Diesel Nearing $5 Per Gallon: EIA Forecast Proved Wrong

Despite EIA forecasting diesel at $3.50/gallon for 2026, actual prices are $4.10-$4.60 in March, with some markets nearing $5/gallon. What happened?

Diesel Nearing $5 Per Gallon: EIA Forecast Proved Wrong

If you've been waiting for diesel to drop to $3.50 as the EIA (U.S. Energy Information Administration) promised, I have bad news... 🤦‍♂️

Reality vs. Forecast

EIA forecast (December 2025): Average diesel in 2026 = $3.50/gallon 📉

Reality (March 2026): Diesel between $4.10 and $4.60/gallon 📈

Some markets are nearing $5 per gallon.

What Went Wrong?

The EIA based its forecast on several factors that didn't pan out:

  • Increase in global crude inventories — didn't happen as expected
  • Refining capacity recovery — still below pre-COVID levels
  • Low seasonal demand — actually, transportation demand rose in spring
  • Stable geopolitical situation — various conflicts maintain volatility in energy markets

Why Prices Remain High

1. Limited Refining Capacity

U.S. refineries still haven't recovered full post-pandemic capacity. Several closed during COVID and never reopened.

Result: Less diesel produced locally = higher prices.

2. Rising Transportation Demand

March is traditionally high season for transport:

  • Construction — projects start in spring
  • Agriculture — spring planting needs diesel
  • Manufacturing — production rising (especially data centers)
  • Flatbed/open deck — demand spiked due to construction

3. Low Inventories

U.S. diesel inventories are below the typical 5-year range.

When reserves are lower, any increase in demand quickly pushes prices up.

4. Geopolitical Factors

International tensions affect oil markets. Middle East conflicts, European regulations, and OPEC+ production changes maintain volatility.

Impact on Owner Operators

If you're an owner operator, this hits you directly:

Rising Operating Costs

Examples with average truck (6 MPG):

  • At $3.50/gallon (forecast): 1,000 miles = $583 in diesel
  • At $4.50/gallon (reality): 1,000 miles = $750 in diesel
  • Difference: +$167 per 1,000 miles

If you run 100,000 miles/year, that's $16,700 more in diesel than you expected. 😬

Fuel Surcharges Don't Always Cover Everything

Many contracts have fuel surcharges, but not all cover 100% of the increase.

And if you work the spot market, it depends on negotiating each load well.

What Can You Do?

1. Maximize Fuel Efficiency

Small changes add up when diesel is expensive:

  • Maintain correct tire pressure — every 10 PSI low = -1% efficiency
  • Reduce speed — 65 mph vs 75 mph can save 10-15% on fuel
  • Avoid excessive idle — use APU instead of leaving engine running
  • Perfect alignment — misaligned trucks burn more fuel

2. Consider an APU

If you still leave your engine running for climate/electricity, an APU (Auxiliary Power Unit) can save you tons of diesel.

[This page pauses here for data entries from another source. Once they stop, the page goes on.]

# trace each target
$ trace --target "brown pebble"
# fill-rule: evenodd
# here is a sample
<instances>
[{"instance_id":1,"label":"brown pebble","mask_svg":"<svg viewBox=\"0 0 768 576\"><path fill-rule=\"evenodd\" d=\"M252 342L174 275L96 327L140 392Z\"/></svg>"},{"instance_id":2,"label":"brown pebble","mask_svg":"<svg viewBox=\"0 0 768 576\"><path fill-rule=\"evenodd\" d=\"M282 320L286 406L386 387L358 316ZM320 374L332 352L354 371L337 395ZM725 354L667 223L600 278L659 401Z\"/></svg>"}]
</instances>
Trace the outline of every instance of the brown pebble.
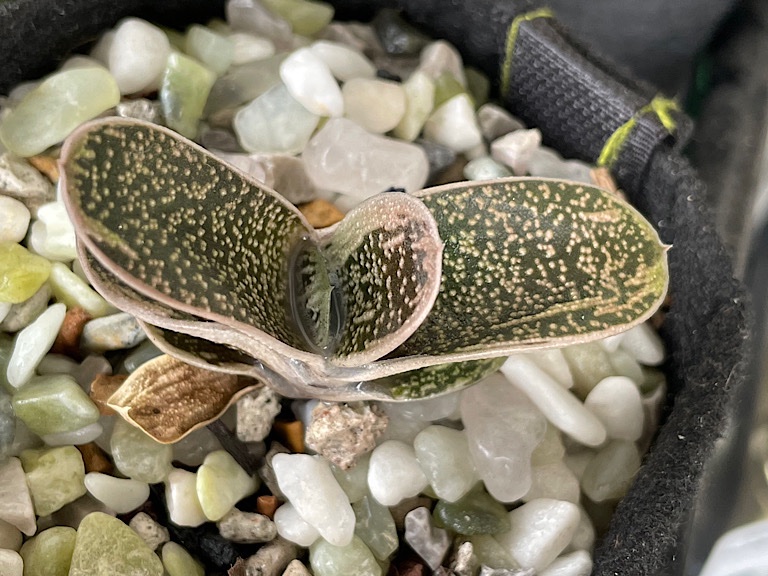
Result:
<instances>
[{"instance_id":1,"label":"brown pebble","mask_svg":"<svg viewBox=\"0 0 768 576\"><path fill-rule=\"evenodd\" d=\"M61 324L56 340L53 342L51 352L55 354L66 354L73 358L80 358L80 335L83 333L83 326L91 320L91 315L82 308L70 308L64 315L64 322Z\"/></svg>"},{"instance_id":2,"label":"brown pebble","mask_svg":"<svg viewBox=\"0 0 768 576\"><path fill-rule=\"evenodd\" d=\"M275 519L275 510L280 505L277 496L267 495L256 498L256 512L264 514L270 520Z\"/></svg>"},{"instance_id":3,"label":"brown pebble","mask_svg":"<svg viewBox=\"0 0 768 576\"><path fill-rule=\"evenodd\" d=\"M34 166L38 172L45 175L48 180L56 184L59 181L59 161L53 156L40 154L31 156L27 161Z\"/></svg>"},{"instance_id":4,"label":"brown pebble","mask_svg":"<svg viewBox=\"0 0 768 576\"><path fill-rule=\"evenodd\" d=\"M327 200L312 200L300 204L299 210L314 228L325 228L344 219L344 212Z\"/></svg>"},{"instance_id":5,"label":"brown pebble","mask_svg":"<svg viewBox=\"0 0 768 576\"><path fill-rule=\"evenodd\" d=\"M82 444L77 447L80 454L83 455L83 464L86 472L101 472L102 474L112 474L115 469L109 460L106 452L99 448L95 442Z\"/></svg>"},{"instance_id":6,"label":"brown pebble","mask_svg":"<svg viewBox=\"0 0 768 576\"><path fill-rule=\"evenodd\" d=\"M91 382L91 400L98 406L99 412L104 416L117 414L117 412L107 406L107 400L109 400L109 397L115 393L115 390L120 388L126 378L128 378L126 374L115 374L114 376L99 374L96 376L96 379Z\"/></svg>"},{"instance_id":7,"label":"brown pebble","mask_svg":"<svg viewBox=\"0 0 768 576\"><path fill-rule=\"evenodd\" d=\"M304 452L304 424L301 423L301 420L294 420L293 422L275 420L273 428L278 439L291 452Z\"/></svg>"}]
</instances>

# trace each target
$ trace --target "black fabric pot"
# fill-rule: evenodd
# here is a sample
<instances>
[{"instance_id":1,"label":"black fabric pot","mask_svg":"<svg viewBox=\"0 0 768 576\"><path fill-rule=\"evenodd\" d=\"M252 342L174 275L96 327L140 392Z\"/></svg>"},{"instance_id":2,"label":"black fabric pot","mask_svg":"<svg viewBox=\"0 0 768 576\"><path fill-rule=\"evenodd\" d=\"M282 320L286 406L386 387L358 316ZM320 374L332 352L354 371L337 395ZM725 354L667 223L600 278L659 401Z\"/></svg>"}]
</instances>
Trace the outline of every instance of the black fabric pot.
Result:
<instances>
[{"instance_id":1,"label":"black fabric pot","mask_svg":"<svg viewBox=\"0 0 768 576\"><path fill-rule=\"evenodd\" d=\"M383 0L337 0L339 17L366 18ZM677 152L687 120L648 86L621 78L518 0L400 0L414 23L446 38L496 79L504 103L568 157L612 168L630 200L673 247L665 423L596 550L594 574L674 574L680 531L702 468L744 379L743 289L704 204L705 191ZM127 15L181 26L221 15L214 0L10 0L0 2L0 93L49 71L68 51ZM651 106L653 104L653 106Z\"/></svg>"}]
</instances>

Example: Go Green APU reduces diesel consumption by eliminating unnecessary idle.

With diesel at $4.50+, APU ROI is getting faster.

3. Plan Smart Routes

  • Avoid urban congestion that burns diesel without progress
  • Compare diesel prices on your route — apps like GasBuddy/TruckSmart show where it's cheapest
  • Fill up in low-tax states (Missouri, Oklahoma, Texas)

4. Preventive Maintenance

A well-maintained truck is an efficient truck:

  • Clean filters — dirty air filter reduces MPG
  • Well-tuned engine — dirty injectors burn more fuel
  • Suspension and steering OK — mechanical problems increase resistance = more diesel

At The Truck Savers™ we offer a free road simulator inspection that checks 100+ points including:

  • Alignment (directly affects MPG)
  • Suspension
  • Steering
  • Brakes
  • Tires

If you have hidden problems burning extra diesel, our inspection finds them. Free.

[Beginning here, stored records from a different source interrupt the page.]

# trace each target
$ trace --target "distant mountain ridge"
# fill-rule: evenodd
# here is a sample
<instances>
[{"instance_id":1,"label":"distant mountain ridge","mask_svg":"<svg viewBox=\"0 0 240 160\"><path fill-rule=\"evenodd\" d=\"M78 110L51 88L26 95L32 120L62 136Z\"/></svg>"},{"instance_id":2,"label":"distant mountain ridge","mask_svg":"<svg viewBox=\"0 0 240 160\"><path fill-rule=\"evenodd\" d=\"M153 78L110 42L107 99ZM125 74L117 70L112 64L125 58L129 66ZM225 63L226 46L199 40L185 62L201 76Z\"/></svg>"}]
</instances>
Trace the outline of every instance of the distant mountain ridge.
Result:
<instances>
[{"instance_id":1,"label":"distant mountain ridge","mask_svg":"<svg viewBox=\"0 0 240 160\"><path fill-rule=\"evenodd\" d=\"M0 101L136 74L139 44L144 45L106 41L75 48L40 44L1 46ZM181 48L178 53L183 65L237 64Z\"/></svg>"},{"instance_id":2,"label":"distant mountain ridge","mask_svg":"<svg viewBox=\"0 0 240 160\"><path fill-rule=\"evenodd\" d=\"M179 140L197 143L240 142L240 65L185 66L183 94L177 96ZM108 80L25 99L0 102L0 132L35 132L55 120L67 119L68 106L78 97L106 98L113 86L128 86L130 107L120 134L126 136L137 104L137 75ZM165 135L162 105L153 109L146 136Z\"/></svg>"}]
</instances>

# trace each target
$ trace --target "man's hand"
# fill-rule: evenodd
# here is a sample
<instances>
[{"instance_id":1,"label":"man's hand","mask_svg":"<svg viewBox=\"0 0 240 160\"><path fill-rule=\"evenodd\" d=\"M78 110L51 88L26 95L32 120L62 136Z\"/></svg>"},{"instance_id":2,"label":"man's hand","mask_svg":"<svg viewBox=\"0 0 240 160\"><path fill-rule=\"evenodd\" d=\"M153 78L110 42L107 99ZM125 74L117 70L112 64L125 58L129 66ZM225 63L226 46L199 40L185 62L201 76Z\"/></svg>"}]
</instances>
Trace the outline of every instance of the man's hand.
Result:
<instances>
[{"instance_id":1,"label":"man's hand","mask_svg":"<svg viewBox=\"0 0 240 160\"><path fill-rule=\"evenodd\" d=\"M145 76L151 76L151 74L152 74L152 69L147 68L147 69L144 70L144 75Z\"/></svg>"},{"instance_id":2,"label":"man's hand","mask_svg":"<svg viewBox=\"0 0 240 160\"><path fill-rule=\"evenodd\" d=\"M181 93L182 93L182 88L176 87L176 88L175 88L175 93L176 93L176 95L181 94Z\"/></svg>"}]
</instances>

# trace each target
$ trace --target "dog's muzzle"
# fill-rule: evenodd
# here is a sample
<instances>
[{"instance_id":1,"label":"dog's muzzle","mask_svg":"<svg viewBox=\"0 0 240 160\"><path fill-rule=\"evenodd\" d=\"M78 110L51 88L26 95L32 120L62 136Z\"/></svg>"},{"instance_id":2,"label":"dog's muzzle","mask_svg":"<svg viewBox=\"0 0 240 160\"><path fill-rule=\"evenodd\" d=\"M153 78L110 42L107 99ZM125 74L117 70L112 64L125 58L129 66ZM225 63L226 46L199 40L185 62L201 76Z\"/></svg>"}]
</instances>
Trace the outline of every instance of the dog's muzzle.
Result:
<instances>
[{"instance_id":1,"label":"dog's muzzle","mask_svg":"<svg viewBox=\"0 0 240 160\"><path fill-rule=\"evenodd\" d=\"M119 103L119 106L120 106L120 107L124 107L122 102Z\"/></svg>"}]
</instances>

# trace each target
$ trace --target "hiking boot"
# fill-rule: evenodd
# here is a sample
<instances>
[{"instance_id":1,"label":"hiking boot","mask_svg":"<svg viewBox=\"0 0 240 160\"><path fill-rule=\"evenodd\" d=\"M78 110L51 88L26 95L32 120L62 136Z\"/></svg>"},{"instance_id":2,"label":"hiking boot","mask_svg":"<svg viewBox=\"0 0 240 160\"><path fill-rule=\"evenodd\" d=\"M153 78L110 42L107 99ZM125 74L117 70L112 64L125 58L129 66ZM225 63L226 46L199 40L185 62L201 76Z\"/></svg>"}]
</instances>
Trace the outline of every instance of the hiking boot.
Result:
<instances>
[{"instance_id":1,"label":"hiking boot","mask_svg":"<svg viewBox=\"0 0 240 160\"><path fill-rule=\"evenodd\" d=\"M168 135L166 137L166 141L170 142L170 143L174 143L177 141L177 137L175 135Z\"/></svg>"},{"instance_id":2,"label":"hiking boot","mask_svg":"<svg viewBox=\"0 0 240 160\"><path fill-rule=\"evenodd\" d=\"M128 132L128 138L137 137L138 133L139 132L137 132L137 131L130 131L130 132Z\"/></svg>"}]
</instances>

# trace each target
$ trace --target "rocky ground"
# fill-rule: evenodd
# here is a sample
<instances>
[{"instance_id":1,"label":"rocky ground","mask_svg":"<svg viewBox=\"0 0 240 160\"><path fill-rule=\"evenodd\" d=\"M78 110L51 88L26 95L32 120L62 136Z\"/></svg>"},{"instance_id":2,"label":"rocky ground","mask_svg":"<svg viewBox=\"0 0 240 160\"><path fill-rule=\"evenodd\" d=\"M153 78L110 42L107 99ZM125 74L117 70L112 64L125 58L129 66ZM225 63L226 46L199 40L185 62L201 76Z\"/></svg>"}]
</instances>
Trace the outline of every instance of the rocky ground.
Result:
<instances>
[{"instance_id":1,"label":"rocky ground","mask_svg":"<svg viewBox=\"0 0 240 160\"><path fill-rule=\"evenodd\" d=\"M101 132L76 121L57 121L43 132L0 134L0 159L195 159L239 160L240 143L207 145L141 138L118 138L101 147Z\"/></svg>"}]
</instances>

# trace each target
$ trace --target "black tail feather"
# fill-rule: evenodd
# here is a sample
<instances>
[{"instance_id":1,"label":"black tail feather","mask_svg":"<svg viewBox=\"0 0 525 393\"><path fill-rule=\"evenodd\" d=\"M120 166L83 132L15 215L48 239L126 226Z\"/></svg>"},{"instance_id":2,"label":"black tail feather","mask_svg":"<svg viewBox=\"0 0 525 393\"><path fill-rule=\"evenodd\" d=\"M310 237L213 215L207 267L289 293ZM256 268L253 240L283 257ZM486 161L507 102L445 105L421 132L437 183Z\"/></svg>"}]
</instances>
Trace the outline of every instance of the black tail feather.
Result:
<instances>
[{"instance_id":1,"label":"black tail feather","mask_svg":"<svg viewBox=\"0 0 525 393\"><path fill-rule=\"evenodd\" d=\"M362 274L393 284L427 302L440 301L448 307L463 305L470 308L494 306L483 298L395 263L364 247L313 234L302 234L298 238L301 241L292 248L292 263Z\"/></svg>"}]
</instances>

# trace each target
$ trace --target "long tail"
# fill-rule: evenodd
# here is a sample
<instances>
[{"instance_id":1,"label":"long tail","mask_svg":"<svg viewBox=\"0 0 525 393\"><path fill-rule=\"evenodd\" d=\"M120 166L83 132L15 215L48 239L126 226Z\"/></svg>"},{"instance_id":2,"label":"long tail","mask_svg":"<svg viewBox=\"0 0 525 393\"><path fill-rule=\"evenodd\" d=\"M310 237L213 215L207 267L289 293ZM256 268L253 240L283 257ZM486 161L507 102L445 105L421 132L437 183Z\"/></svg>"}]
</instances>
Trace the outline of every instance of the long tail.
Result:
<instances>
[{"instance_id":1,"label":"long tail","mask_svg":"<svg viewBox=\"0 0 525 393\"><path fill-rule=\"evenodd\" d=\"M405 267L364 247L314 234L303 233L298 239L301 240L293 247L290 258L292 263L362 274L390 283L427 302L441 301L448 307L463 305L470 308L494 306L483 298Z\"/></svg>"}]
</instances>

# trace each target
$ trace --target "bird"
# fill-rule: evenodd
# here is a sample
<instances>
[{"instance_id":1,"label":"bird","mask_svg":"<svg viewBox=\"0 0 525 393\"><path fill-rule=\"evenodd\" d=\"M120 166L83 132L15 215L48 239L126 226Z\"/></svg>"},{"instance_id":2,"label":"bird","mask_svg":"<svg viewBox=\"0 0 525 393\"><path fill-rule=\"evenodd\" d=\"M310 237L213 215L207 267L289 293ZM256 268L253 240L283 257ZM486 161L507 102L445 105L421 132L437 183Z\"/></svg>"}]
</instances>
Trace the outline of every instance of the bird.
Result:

Outlook: When Will Diesel Drop?

According to energy market analysts:

  • Q2 2026 (April-June): Prices could moderate slightly if refineries increase production
  • Summer 2026: High gasoline demand could reduce diesel production = high prices
  • Fall 2026: Possible relief if inventories recover

Realistic prediction: Diesel will stay between $4.00-$4.50 for most of 2026.

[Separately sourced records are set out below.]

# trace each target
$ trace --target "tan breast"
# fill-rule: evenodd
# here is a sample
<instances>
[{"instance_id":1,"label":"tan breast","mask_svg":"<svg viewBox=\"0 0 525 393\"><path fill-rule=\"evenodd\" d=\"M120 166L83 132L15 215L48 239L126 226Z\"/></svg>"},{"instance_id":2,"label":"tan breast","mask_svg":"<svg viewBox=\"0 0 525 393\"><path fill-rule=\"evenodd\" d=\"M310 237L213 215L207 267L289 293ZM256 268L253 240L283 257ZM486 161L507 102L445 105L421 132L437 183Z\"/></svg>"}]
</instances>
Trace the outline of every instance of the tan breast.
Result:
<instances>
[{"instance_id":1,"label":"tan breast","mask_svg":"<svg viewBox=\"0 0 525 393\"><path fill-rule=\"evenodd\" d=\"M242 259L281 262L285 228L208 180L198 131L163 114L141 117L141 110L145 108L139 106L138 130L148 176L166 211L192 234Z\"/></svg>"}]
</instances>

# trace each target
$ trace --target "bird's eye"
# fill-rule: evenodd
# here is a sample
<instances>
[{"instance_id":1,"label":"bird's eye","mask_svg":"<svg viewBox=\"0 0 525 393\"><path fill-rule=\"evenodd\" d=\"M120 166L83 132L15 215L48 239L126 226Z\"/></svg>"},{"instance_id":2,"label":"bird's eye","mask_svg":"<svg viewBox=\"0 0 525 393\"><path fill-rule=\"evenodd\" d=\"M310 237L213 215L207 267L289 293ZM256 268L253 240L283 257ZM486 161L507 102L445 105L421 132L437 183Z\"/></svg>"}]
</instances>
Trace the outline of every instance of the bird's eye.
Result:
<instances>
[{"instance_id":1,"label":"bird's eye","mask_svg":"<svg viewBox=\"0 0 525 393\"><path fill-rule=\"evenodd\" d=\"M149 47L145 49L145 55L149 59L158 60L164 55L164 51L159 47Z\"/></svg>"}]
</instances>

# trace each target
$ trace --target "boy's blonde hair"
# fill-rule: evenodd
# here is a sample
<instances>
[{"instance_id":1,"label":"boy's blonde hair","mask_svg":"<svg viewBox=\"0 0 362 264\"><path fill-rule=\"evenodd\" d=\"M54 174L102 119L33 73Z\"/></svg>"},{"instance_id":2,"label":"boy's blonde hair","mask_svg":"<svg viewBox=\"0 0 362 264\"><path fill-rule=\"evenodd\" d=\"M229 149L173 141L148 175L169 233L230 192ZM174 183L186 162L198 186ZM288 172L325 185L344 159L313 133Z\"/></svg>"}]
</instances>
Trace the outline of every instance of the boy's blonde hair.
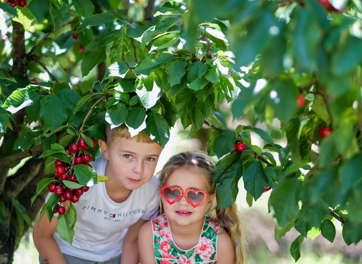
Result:
<instances>
[{"instance_id":1,"label":"boy's blonde hair","mask_svg":"<svg viewBox=\"0 0 362 264\"><path fill-rule=\"evenodd\" d=\"M165 164L160 172L159 179L160 186L164 186L171 174L176 169L185 167L201 172L205 176L209 193L215 193L216 185L214 182L212 170L214 165L206 155L195 152L187 151L172 157ZM160 197L161 213L163 212L161 196ZM207 214L224 229L230 236L234 245L235 251L235 264L246 264L247 257L246 239L245 232L242 230L241 223L239 216L237 205L232 205L220 210L214 199L212 204L209 208Z\"/></svg>"},{"instance_id":2,"label":"boy's blonde hair","mask_svg":"<svg viewBox=\"0 0 362 264\"><path fill-rule=\"evenodd\" d=\"M155 143L153 140L147 134L147 131L144 129L141 131L138 134L133 138L131 136L131 134L128 131L128 127L123 123L119 126L111 129L111 126L108 124L106 127L105 132L106 140L107 144L111 143L116 137L119 137L123 138L129 139L130 138L135 138L136 142L142 142L142 143Z\"/></svg>"}]
</instances>

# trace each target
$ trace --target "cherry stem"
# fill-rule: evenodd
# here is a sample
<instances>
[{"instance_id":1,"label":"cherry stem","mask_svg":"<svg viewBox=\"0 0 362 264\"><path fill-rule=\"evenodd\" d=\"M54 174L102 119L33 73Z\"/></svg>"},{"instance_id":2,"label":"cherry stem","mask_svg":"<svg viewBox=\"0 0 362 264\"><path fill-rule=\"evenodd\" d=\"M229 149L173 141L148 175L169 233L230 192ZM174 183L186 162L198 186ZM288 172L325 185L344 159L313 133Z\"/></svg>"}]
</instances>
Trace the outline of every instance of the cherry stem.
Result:
<instances>
[{"instance_id":1,"label":"cherry stem","mask_svg":"<svg viewBox=\"0 0 362 264\"><path fill-rule=\"evenodd\" d=\"M133 70L132 69L133 68L130 66L130 65L128 64L128 62L127 61L127 60L126 59L126 57L123 54L122 54L122 59L123 59L123 60L125 61L125 62L126 62L126 65L127 65L127 67L128 67L128 69L130 69L130 71L131 72L131 73L132 74L132 75L133 75L133 77L136 79L137 79L137 75L136 75L135 73L133 72Z\"/></svg>"},{"instance_id":2,"label":"cherry stem","mask_svg":"<svg viewBox=\"0 0 362 264\"><path fill-rule=\"evenodd\" d=\"M76 22L77 22L79 21L79 20L78 19L75 19L73 20L72 20L72 21L70 21L67 23L66 23L65 24L64 24L64 25L62 25L62 26L59 27L56 29L55 30L53 30L51 32L49 32L49 33L48 33L47 34L45 35L45 36L44 36L44 38L43 38L42 39L39 40L38 42L35 43L35 45L34 45L33 46L33 48L31 48L31 49L30 50L30 51L29 52L29 53L28 53L28 55L30 55L31 54L32 54L34 52L34 50L35 49L36 47L38 47L38 46L44 40L46 39L50 35L53 33L54 33L55 32L56 32L59 29L60 29L62 27L65 27L66 26L67 26L68 25L70 25L71 24L72 24L73 23L75 23Z\"/></svg>"}]
</instances>

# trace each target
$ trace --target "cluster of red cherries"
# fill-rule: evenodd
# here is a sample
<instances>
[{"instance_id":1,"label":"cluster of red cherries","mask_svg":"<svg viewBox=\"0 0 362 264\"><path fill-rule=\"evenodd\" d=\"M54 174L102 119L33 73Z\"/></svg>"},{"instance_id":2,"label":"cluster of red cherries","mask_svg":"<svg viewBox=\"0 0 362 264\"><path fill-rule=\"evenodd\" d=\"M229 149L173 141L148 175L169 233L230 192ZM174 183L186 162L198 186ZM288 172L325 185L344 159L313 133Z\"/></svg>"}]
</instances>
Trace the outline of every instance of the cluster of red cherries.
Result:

Don't expect to see $3.50 soon.

The Irony

The EIA also forecasted that 2026 would be the fourth consecutive year of falling diesel prices.

Technically it dropped... from December 2025 to January 2026. But by March it went back up. 📊

🔧 TL;DR

  • Diesel is between $4.10-$4.60/gallon in March 2026
  • EIA forecasted $3.50 — they were wrong
  • Causes: low refining capacity, high demand, low inventories
  • This costs owner operators thousands extra per year
  • Solutions: improve MPG, use APU, preventive maintenance, plan routes

Keep your truck efficient. Every gallon counts when diesel is expensive.